Identity and 'The Searchers'

Natalie Wood and John Wayne in John Ford’s The Searchers (1956)

Just two months after the fall of the Alamo, and one month after the martyrs were avenged at San Jacinto, a lone stockade was attacked by Comanches; five white people were butchered, and five abducted, among them nine-year-old Cynthia Ann Parker. Frankel records how her irascible uncle, Jacob, spent the best part of a decade on her trail. A quarter of a century passed before she was finally tracked down, by which time she was a fully assimilated Comanche, the wife of her father’s murderer, and the mother of three children. Cynthia Ann’s redemption was, in effect, more like a recapture.

The date of her death is uncertain, but by any account she did not live long and prosper among her white relatives. Most versions of her story agree that her young daughter pre-deceased her, thereby precipitating her own end. Of her two sons she heard no more; one disappears from the record, but the other, Quanah Parker (an absentee from Bold’s index), lived to become the most celebrated Comanche of his time, symbol both in body and polity of the one-state solution. So great was his renown that Bold’s arch-enemy Theodore Roosevelt accepted an invitation to dine in his house, and returned the compliment by offering him a gun on the Oklahoma wolf hunt Bold mentions in passing. Roosevelt also requested Quanah’s company at his 1905 inauguration, so long as he appeared “fully equipped with Indian clothing as gorgeous as possible”. Bold reports how the Boone and Crockett Club – anxious to replenish western game reserves with pure-bred stock – transported bison from the New York zoo to a refuge in Oklahoma. What we learn in addition from Frankel, is that one of the bulls was named Quanah, and another Geronimo.

But when the novelist and scriptwriter Alan LeMay chose to produce a fictional account of the abduction and its long aftermath, he looked to neither Cynthia Ann nor her famous son, but to her cantankerous and possibly criminal uncle. In the novel, his name is switched from James Parker to Amos Edwards. In the film, his name is changed yet again. He is a frontier clubman from hell, except that he is played by John Wayne. The conflict between Wayne’s assumed decency and proven heroism, and his antisocial – actually racist – behaviour boils out of his eyes (shown in close-up at crucial moments) like tears of steam. What had prompted Ford to create such a tormented character, and place him at the heart of his film?

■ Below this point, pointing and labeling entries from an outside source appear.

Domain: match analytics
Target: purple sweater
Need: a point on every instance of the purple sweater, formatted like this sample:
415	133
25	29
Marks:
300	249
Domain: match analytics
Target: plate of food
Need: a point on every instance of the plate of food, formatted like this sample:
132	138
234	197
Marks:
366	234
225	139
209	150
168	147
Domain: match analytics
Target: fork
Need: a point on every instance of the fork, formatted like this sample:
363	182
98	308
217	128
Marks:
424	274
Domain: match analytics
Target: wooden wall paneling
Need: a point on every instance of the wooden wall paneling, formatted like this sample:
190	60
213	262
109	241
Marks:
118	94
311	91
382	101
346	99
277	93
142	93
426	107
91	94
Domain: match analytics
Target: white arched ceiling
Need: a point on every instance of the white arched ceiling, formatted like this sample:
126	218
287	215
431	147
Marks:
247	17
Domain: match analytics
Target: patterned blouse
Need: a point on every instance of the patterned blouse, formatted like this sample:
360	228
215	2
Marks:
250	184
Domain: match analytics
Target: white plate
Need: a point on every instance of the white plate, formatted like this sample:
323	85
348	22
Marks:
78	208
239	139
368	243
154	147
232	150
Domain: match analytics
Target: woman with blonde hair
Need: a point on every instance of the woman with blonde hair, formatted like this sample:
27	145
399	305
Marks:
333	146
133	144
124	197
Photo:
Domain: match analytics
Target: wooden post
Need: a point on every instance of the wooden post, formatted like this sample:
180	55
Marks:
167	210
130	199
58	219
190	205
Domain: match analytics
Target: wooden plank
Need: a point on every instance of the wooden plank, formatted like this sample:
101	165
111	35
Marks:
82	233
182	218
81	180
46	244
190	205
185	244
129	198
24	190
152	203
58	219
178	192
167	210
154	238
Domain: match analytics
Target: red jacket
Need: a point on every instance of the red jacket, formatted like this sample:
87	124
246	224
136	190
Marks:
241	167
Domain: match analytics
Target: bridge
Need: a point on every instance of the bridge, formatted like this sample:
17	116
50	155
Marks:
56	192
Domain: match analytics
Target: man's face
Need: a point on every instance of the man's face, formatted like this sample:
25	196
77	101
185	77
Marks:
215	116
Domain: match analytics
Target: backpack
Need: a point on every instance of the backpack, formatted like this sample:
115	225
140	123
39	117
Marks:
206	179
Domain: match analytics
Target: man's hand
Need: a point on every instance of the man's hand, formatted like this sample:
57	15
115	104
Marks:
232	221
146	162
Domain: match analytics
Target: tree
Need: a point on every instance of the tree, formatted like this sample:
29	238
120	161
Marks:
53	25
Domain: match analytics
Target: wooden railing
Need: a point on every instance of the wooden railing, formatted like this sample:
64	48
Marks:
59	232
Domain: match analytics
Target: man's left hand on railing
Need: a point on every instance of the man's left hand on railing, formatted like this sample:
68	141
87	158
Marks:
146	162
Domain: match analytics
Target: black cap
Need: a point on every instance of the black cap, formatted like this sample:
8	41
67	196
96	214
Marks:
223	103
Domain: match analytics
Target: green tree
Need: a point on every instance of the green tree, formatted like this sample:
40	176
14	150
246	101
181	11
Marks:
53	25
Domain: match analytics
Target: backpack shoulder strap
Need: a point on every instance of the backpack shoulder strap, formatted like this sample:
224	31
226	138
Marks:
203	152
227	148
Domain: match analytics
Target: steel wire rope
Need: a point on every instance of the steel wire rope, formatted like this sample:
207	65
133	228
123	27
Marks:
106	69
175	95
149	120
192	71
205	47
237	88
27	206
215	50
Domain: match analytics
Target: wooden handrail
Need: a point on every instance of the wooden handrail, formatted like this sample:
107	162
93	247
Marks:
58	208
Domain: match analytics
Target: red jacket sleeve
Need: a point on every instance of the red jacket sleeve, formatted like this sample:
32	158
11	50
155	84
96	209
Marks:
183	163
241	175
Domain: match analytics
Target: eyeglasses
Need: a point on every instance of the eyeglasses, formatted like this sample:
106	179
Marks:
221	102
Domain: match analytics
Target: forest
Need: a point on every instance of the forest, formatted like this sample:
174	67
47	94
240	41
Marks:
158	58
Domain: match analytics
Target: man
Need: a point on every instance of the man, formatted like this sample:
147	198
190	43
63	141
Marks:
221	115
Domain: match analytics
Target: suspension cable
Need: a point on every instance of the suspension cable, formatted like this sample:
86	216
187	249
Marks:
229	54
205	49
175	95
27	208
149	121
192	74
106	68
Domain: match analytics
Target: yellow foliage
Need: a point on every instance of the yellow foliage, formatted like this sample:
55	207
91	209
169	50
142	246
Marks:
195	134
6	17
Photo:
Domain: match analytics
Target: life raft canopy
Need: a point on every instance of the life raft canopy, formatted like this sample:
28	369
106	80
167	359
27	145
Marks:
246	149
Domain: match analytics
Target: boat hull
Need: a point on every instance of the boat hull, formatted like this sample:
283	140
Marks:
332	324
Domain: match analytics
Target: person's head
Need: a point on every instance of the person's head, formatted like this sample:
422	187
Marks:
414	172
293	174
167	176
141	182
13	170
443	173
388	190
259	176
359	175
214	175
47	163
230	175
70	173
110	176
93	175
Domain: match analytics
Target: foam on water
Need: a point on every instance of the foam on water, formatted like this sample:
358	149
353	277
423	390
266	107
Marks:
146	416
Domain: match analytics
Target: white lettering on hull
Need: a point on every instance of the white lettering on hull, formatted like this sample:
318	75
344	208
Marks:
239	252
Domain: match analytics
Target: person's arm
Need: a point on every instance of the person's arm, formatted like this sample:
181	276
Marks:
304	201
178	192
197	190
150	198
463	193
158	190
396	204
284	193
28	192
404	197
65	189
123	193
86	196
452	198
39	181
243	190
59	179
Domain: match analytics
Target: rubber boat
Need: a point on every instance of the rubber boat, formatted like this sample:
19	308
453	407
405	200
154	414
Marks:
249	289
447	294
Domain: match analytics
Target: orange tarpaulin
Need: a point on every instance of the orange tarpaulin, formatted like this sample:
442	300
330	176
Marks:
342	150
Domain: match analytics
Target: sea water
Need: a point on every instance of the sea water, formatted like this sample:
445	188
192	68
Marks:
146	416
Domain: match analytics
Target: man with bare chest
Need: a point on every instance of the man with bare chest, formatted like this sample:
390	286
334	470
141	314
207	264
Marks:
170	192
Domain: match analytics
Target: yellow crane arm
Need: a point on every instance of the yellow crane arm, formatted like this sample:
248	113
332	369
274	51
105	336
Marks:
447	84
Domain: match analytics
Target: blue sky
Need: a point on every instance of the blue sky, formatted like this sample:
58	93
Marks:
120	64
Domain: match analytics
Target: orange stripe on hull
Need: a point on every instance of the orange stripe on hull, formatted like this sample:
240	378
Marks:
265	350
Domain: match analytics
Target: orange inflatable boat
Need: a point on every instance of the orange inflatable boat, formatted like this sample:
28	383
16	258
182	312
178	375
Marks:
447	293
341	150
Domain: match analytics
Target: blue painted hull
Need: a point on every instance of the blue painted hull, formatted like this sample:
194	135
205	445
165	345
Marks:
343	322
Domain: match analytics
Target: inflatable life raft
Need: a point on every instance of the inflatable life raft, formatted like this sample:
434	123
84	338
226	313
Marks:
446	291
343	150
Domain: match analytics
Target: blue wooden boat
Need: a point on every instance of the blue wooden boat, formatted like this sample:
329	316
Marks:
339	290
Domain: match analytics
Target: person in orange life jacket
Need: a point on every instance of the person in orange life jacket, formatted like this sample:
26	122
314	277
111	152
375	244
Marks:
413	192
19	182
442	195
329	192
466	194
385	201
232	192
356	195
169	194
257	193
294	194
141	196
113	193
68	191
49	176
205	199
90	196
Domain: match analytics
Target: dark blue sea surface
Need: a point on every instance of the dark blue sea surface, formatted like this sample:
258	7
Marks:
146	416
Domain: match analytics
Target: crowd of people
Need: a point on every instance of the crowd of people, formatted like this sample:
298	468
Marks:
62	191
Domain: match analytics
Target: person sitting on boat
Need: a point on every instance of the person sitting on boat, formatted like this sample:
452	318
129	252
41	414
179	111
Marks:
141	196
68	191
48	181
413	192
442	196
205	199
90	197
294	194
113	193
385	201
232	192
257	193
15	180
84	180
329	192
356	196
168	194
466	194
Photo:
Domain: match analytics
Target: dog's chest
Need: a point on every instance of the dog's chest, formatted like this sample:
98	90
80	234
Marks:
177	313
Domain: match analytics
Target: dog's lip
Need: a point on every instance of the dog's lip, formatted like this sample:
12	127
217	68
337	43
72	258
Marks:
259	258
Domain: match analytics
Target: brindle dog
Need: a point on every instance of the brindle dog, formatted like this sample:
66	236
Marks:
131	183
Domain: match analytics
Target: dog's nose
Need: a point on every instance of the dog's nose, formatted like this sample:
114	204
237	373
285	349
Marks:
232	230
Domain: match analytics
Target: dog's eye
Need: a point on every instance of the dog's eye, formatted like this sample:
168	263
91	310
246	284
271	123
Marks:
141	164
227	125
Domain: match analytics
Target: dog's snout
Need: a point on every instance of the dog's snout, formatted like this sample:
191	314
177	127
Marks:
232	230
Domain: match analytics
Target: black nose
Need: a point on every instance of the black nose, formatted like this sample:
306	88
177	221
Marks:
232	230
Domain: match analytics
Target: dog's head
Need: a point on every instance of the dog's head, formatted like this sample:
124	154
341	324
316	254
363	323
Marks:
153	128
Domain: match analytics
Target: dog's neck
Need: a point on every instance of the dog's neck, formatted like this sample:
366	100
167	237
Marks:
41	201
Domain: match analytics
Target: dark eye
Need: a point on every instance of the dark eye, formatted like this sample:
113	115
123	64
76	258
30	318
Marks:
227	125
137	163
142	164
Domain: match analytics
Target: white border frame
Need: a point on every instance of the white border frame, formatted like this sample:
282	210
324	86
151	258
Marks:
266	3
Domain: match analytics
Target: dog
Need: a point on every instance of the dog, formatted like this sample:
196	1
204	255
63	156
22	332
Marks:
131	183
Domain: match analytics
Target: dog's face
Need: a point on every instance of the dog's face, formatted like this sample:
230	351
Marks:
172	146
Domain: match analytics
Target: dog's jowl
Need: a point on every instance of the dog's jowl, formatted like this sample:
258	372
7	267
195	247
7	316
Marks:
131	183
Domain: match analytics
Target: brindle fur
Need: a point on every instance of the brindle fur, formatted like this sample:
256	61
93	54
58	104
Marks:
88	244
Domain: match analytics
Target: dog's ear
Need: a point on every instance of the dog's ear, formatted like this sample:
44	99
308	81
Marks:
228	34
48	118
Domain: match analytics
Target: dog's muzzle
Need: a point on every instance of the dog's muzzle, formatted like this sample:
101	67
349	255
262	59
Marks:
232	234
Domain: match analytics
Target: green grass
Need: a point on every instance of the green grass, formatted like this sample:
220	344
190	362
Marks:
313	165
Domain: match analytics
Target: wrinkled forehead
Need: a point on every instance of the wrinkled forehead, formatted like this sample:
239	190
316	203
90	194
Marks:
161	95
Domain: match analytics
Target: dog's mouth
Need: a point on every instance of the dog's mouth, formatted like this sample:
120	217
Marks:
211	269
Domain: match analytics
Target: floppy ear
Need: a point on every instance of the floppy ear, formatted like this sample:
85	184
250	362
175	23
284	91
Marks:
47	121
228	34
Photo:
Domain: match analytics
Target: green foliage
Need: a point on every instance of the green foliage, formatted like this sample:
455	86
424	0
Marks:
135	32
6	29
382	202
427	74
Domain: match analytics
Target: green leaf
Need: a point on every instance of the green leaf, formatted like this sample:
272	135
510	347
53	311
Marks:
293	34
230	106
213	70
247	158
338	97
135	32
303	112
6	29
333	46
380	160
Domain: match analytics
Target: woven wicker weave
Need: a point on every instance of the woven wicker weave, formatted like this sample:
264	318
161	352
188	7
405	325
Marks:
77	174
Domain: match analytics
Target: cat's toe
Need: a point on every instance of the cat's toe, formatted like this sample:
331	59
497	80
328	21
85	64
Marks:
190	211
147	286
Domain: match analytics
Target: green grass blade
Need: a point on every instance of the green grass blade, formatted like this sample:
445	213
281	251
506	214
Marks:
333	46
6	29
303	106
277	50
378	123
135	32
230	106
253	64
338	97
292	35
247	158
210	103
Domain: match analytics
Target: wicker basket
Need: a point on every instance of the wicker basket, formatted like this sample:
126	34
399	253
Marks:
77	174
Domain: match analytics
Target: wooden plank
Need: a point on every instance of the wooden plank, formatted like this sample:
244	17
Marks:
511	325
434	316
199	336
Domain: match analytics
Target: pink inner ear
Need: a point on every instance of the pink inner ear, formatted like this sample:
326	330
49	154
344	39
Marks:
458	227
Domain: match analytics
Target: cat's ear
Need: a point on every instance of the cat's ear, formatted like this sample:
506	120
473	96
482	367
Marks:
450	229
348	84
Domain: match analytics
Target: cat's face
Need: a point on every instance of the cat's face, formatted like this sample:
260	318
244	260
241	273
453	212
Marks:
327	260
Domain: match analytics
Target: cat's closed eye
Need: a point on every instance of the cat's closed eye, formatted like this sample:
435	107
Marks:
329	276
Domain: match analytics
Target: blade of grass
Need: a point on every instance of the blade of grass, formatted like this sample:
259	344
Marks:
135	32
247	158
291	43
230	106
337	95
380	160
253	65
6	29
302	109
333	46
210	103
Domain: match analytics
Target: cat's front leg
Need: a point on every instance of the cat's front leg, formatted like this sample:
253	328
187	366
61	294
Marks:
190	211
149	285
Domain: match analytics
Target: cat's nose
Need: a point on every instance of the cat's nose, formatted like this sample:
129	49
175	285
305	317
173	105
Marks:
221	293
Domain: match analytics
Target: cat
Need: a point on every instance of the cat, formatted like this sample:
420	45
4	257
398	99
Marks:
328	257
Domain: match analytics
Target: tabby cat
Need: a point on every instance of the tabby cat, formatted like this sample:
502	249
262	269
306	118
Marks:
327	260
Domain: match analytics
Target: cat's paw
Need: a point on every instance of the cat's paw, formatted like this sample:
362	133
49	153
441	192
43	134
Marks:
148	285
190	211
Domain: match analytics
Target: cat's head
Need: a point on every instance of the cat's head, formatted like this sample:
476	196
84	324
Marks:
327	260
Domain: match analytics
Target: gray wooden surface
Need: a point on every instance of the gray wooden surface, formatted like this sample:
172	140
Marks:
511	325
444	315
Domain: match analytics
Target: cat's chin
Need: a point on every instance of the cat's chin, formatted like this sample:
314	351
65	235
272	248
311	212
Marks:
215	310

Joseph McBride, Ford’s biographer and preeminent interpreter, offers Frankel a hint of what that might be: “The film is not an aberration but a crystallization of all the fears, obsessions, and contradictions which had been boiling up under the surface of Ford’s work since his return from World War Two”. John Ford did not operate only in the Pacific theatre, but also oversaw footage of Nazi atrocities to present as evidence to the Nuremberg Tribunal. My guess is that he reluctantly recognized in those images an echo of his own nation’s insistence on Manifest Destiny, which – in a couple of words – placed the destruction of Indian society in the hands of a disinterested third party. At the same time as accepting the guilt, Ford was unable to divest himself fully of the biblical grandeur of westward expansion, with all its heroism and romance.

Enter Ethan Edwards (John Wayne), out of the desert, a man barely able to contain these internal contradictions. Why does he not kill Debbie, his niece, at the film’s climax, as intended, now that she is a woman full-grown, spoiled by marriage to her abductor? Frankel rightly applauds Ford for cutting the line that makes resemblance to her mother his reason, leaving it for the audience to decide. I suspect it has more to do with the psychosexual undertow to which Frankel alludes. Debbie’s husband, Scar, may be a Comanche, but he is also John Wayne’s blue-eyed id, his secret sharer, performing all the desires he dare not name.

The whole film has been building up to a climactic struggle between hunter and hunted – the shoot-out prescribed by Wister et al – but in the end Scar is killed by Wayne’s surrogate son. And in an Aristotelian twist, the climax occurs almost – but not quite – off-screen. Only afterwards does Wayne appear, taking time out to symbolically castrate his rival by slicing off his scalp. Then he is able to utter his immortal line: “Let’s go home, Debbie”.